As promised, my three-monthly reminder on the issue of densly connected nodes. This time around, however, I'd like to start the discussion again on the method chosen to solve the problem.
The current relationship store has at least the following three issues:
- nodes having many relationships of one type, have slow access to relationships of other types
- fetching the relationships between two nodes, requires a scan of all relationships of one of the nodes
- relations get fragmented over the store
issue 1:
Since all relationships of a node are organized as one linked list, there is no partitioning of relationships by relationship type. This means that all relationships attached to a node need to be scanned to fetch the relationships of a certain type. This is especially troubling when there are many relationships of one type attached to the node, while trying to fetch relationships of another type. It is acceptable that fetching many relationships takes time, it is not that acceptable that the presence of many relationships of one type, causes fetching of relationships of other types to slow down.
issue 2:
Since the id of the other node attached to the relationship is stored in the relationship record, and relationships are organized as two non-partitioned linked lists, it requires a full scan of the relationships of one of the nodes to fetch the relationships between two nodes. This can be troubling when both nodes have many relationships of the same type.
issue 3:
New relationships are added to the store, either by appending a relationship record to the store, or by reusing the space of a deleted relationship. This leads to fragmentation of relationships. Ideally we would like to have similar relationships stored together, so they can be fetched with one disk operation.
About a year-and-a-half ago, I proposed a solution to solve these three issues. At the same time, a new node store layout was prepared to solve issue 1. This solution is still awaiting QA and may end up in some future release of Neo4j.
At the time, I had a discussion with Mattias about the merits of both solutions. Unfortunately that discussion is no longer available, since the issue on GitHub no longer exists.
Serving from memory: Mattias and I agreed that the solution I proposed solved more problems than his, but was the more involved solution, since it also had more impact on the caching mechanism as well as the relationship store. I agreed that a quicker fix was desirable, given the nuisance of issue 1.
Now that we are more than a year further down the road, I no longer feel that argument applies. The quick fix was never applied and it is still uncertain when it will make it into a release. Therefore, I would like to repropose my original solution.
As I said before, the current relationship store, contains two linked lists of unpartitioned relationships. The record layout looks as follows:
private final long firstNode;
private final long secondNode;
private final int type;
private long firstPrevRel
private long firstNextRel
private long secondPrevRel
private long secondNextRel
The field firstNode, contains the id of the node on the outgoing side of the relationship, the field secondNode contains the id of the node on the incoming side of the relationship. For the incoming side the firstPrevRel and firstNextRel fields span up the list of relationships attached to that node, while the fields secondPrevRel and secondNextRel do the same for the node on the outgoing side of the relationship.

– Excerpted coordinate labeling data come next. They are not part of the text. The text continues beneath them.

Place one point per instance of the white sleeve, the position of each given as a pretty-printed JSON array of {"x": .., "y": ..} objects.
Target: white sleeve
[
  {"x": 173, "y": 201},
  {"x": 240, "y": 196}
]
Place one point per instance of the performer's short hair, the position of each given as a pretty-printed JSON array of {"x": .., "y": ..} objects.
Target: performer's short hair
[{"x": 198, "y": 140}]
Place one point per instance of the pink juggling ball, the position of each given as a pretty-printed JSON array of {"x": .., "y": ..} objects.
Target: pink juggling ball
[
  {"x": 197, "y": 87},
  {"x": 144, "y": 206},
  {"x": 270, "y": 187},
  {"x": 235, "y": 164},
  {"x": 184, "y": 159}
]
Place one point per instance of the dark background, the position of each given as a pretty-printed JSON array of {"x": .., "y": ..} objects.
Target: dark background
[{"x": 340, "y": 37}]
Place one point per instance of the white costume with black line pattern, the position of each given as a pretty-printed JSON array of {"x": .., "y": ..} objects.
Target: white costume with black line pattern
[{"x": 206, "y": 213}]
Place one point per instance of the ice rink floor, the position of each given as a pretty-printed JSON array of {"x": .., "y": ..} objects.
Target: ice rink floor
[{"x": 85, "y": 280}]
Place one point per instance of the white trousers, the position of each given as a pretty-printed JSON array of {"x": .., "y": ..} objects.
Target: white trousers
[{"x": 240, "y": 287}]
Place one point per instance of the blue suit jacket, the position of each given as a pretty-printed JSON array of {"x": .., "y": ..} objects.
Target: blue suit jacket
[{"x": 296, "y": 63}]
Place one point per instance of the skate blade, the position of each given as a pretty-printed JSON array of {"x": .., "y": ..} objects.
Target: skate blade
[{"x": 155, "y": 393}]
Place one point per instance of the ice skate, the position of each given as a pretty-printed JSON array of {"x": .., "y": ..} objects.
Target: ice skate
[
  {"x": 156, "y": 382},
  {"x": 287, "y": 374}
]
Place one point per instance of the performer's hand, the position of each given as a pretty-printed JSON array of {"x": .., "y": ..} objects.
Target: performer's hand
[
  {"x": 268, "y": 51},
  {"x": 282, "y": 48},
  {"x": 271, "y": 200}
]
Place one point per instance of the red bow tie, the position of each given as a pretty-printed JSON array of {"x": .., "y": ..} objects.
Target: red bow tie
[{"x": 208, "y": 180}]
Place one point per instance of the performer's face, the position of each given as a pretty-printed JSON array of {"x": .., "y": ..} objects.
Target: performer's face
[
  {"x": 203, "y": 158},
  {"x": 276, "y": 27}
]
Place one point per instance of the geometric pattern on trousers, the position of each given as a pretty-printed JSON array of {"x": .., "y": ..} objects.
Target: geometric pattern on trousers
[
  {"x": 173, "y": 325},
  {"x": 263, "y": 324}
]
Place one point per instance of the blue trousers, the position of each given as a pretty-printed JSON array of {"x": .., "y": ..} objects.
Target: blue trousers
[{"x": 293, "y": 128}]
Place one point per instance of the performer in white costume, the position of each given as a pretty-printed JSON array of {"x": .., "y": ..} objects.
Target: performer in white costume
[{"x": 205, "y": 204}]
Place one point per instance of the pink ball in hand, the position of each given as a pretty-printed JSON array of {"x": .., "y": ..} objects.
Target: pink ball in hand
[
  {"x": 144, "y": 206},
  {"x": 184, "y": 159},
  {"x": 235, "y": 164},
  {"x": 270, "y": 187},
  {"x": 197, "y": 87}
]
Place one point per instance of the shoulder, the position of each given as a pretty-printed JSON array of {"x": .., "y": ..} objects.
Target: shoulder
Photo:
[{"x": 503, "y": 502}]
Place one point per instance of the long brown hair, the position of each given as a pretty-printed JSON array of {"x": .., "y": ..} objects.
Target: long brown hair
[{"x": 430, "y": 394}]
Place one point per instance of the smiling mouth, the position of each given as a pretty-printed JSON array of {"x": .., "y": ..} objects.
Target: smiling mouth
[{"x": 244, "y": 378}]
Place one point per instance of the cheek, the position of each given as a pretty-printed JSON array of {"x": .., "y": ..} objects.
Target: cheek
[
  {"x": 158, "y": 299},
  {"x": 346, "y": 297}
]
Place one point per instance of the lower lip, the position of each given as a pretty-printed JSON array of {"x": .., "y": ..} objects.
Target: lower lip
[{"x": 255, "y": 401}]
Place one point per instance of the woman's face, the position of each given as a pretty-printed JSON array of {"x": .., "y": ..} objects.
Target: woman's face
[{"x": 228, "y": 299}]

Having two linked lists combined in one record, makes it impossible to sort relationships for both the incoming and the outgoing side, so the first step we need to take is break up the relationships in two parts: the list on the incoming side and the list on the outgoing side.
Now that we have the two lists separated, we can sort the relationship lists. To do so, I proprose a Btree structure, storing the following record:
private final long node;
private final bool direction;
private final int type;
private final long otherNode;
private final long relationship;
Let's look the possible scenarios:
- Fetch all relationships of one node, irrespective of direction, type, or the other node attached to the relationships. All those relationships are grouped together the Btree, requiring fewer read operations than the current relationship store layout. (solves issue 3)
- Fetch all relationships of one node in one direction. All those relationships are grouped together and require fewer reads of the store. (solves issue 3)
- Fetch all relationships of one node for a specific relationship type in both directions. Here we need to do two look ups in the relationship store, one for the incoming side and one for the outgoing side. Other than that, all relationships are further grouped together. (solves issue 1 and issue 3).
- Fetch all relationships of one node for in one direction for a specific relationship type. All relationships are grouped together according to this criterion, requiring few reads of the store. (solves issue 1 and issue 3).
- Fetch all relationships between two nodes, irrespective of direction and type. In this situation we need to do two lookups in the store for either side and additional lookups for each relationship type. The number of relationships types used with one particular node is relatively small, so we still have acceptable lookup times. (solves issue 2)
- Fetch all relationship between two node with a given direction. For each relationship type known in that direction for that node, we need to do a lookup in the store. Again the number of relationship types used is likely to be small, so we still have accaptable lookup time. (solves issue 2)
- Fetch all relationships between two nodes with a given relationship type for both directions. We need two lookups in the store, for either side. (solves issue 1, issue 2 and issue 3)
- Fetch all relationships between two nodes with a given relationship type and a given direction. Requires one lookup in the store. (solves issue 1, issue 2 and issue 3)
What remains of the relationship record is the bare minimum, just two ids to both nodes contained in the relationship, and an implicit id (position in the file) for lookup of properties.
Altogether, it feel that this solution is preferable to the one now awaiting QA. The argument that this solution would take more time to make it to a release, in my opinion, no longer applies, because the quick solution already takes more than a year-and-a-half anyway. Given the choice between waiting a long time for a suboptimal solution and waiting long for a more optimal solution, I am personally in favor of the latter.
Kind regard,
Niels Hoogeveen